Keys & Signatures ​

Nekoton-Python provides a comprehensive set of tools for managing cryptographic keys and signatures, which are essential for interacting with the blockchain. This section will guide you through the usage of these tools.

KeyPair ​

A KeyPair in cryptographic systems pertains to a duo of a private (or secret) key and a public key. It plays a pivotal role in both encrypting and decrypting data, as well as in digital signatures. Specifically, for Ed25519, a widely-accepted and modern digital signature system, the KeyPair can be generated from a seed or directly from a secret key.

For Ed25519, the KeyPair can also be generated in two primary ways:

• Randomly, utilizing the KeyPair.generate() method.
• Derivatively, from a seed using the derive() method, which is a feature of the respective seed class.

In the context of Ed25519, the secret key's size is crucial, with the standard mandating a precise length of 32 bytes. This specification ensures the security and consistency of the cryptographic operations facilitated by the key pair.

Generating a KeyPair ​

A KeyPair can be generated randomly using the KeyPair.generate() method:

keypair = nt.KeyPair.generate()

print(f"Public key: {keypair.public_key}")

print(f"Secret key: {keypair.secret_key}")

Result ​

Public key: 6b6243e2fa88025d5f2fee051bd8b62ff3da730136c67bbb14033b72c60fb762

Secret key: e7f25e4cf517661a51081779dd7218d42c7db4bb85b18406e337a2ddb4359599

Seeds ​

A seed is a piece of data that can be used to generate deterministic keys. In Nekoton-Python, two types of seeds are supported: Bip39 and Legacy.

Bip39 Seeds ​

Bip39 Seeds are 12-word seeds that can be used to derive a KeyPair following the BIP39 standard. They can be generated using the Bip39Seed.generate() method, and a KeyPair can be derived from a Bip39 seed using the Bip39Seed.derive() method.

Example of generating and using a Bip39 seed:

bip39_seed = nt.Bip39Seed.generate()

print(bip39_seed)

Result ​

cricket prize gain hidden dragon fossil repeat blue dream already shaft
exclude

Deriving a KeyPair from a Bip39 Seed:

keypair = bip39_seed.derive()

print(keypair.public_key, keypair.secret_key)

Result ​

3247bd75e041a03c9029297b89bb40132744df380596fb4bda4591f1dd9313d7

b"\xbd\xac\xcd\x0e\x89c\xab\xaeZ:!\xf7\xe6\xd9\x9f\xe5a=\x06z0-n'\xc5\xd0\xed\x8e\xee\xb5\x93\x94"

Legacy Seeds ​

Legacy Seeds are 24-word seeds that can be used to derive a KeyPair. They can be generated using the LegacySeed.generate() method, and a KeyPair can be derived from a legacy seed using the LegacySeed.derive() method.
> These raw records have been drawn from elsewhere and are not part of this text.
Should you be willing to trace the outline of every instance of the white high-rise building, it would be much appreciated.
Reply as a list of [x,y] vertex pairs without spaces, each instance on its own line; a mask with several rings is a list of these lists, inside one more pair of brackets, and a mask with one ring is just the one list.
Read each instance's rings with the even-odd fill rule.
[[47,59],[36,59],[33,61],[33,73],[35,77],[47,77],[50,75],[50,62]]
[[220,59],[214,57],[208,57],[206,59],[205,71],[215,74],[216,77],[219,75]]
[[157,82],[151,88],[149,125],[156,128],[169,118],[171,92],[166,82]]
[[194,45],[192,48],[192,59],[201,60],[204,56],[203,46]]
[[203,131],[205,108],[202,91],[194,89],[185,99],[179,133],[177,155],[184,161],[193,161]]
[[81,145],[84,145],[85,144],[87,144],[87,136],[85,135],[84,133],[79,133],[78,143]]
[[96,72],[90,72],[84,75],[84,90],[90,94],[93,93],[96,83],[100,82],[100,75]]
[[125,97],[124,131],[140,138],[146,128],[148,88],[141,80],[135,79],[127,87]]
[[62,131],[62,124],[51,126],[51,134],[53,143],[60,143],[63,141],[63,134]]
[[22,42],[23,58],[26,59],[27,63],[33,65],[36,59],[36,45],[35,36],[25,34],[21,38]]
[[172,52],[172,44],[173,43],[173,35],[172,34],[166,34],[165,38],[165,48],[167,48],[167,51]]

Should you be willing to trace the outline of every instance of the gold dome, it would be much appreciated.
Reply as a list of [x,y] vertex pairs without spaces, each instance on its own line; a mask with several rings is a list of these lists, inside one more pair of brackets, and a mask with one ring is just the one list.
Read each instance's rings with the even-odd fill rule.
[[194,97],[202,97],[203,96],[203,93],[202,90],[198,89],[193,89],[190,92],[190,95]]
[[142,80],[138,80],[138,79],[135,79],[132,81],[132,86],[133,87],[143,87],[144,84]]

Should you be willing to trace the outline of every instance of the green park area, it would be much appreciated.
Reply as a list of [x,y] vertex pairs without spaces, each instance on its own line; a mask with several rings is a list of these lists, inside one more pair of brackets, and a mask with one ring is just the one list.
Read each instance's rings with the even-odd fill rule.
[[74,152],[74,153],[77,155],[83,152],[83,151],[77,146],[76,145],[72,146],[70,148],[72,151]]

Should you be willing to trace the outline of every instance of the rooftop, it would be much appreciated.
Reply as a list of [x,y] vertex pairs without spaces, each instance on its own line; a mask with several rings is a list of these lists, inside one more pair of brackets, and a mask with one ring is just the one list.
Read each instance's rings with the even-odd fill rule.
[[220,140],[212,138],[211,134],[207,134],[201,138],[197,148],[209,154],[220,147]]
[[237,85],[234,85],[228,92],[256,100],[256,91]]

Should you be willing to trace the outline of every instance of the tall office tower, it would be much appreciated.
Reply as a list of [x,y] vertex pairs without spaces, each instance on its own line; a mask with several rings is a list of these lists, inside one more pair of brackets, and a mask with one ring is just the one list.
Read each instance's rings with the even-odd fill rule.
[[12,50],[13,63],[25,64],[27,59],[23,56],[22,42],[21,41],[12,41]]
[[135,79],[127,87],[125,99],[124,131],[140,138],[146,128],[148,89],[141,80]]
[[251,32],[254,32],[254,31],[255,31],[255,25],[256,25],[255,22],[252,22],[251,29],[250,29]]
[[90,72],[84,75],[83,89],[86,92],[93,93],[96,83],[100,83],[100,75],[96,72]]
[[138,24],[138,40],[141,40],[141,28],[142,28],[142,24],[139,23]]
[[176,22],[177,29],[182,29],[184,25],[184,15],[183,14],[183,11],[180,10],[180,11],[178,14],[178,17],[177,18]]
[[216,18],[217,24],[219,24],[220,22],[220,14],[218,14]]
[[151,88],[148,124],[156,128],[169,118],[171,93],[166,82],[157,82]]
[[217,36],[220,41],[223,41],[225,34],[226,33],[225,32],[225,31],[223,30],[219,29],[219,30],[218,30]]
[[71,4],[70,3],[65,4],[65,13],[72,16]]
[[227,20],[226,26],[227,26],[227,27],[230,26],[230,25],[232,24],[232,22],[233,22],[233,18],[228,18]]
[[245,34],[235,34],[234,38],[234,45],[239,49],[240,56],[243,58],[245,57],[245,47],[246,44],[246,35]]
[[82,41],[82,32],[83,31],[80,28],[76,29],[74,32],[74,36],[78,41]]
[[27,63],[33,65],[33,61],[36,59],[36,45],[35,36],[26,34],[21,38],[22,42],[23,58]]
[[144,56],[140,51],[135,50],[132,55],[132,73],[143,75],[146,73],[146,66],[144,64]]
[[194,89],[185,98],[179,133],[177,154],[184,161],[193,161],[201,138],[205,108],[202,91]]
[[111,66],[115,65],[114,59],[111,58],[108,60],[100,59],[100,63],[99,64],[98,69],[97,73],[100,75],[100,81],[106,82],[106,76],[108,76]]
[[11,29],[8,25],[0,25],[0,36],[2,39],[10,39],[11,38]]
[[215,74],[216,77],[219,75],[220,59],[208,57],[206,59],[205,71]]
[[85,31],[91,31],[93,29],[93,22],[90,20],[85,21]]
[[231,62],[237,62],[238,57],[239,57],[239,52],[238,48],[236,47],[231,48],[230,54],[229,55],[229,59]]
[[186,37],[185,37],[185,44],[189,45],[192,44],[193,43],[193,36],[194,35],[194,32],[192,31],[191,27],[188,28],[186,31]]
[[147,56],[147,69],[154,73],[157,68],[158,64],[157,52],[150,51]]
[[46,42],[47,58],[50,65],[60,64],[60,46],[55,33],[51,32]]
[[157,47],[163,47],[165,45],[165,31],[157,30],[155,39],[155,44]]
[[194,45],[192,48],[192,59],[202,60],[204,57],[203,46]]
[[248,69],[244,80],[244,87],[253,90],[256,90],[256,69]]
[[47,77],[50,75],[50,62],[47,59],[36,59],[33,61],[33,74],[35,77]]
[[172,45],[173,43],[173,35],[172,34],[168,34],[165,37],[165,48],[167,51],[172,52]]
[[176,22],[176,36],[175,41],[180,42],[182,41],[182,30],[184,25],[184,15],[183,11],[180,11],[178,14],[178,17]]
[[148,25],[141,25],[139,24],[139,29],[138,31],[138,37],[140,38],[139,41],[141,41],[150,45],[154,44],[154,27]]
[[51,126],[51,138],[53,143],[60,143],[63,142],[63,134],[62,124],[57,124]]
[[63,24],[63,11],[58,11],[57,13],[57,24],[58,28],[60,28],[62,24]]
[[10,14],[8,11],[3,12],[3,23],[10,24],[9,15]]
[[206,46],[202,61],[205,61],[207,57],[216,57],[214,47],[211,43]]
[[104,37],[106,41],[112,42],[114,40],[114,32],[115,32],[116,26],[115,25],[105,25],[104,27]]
Example of generating and using a Legacy seed:

legacy_seed = nt.LegacySeed.generate()

print(legacy_seed)

Result ​

away october another abuse bridge woman local lottery ostrich genuine
obvious minor brand wall upper column response bus nose lonely question
useful grocery unable

Deriving a KeyPair from a Legacy Seed:

keypair = legacy_seed.derive()

print(keypair.public_key, keypair.secret_key)

Result ​

7ec3e8c544c021808be23b10829440ea45175e76b9d5ede46a7e8d59085c3228

b'{I\xd1\x02*>\x16\x1c\xa7Z\x97\x01<\x1a\x07\x0b\xcc\xb0\x1d\x18i\xbar\xe7aE\x1e\x9d\xb3\xc3\xd8\xaf'

Derivation Path ​

In the context of BIP39, a derivation path is used to derive different keys from the same seed phrase. It provides a hierarchical structure for generating and organizing keys. With Nekoton-Python, you can retrieve the default derivation path for a specified account number using the path_for_account method.

Here's how you can get the derivation path for a specified account number using a Bip39 seed:

path = bip39_seed.path_for_account(0)

print(path) # m/44'/396'/0'/0/1

Public Key Operations ​

The nekoton library provides various methods to work with public keys. You can initialize, encode, and convert a PublicKey using the provided methods.

Initialization ​

Public keys can be initialized from different formats:

From Integer ​

You can initialize a public key from an integer using the PublicKey.from_int() method.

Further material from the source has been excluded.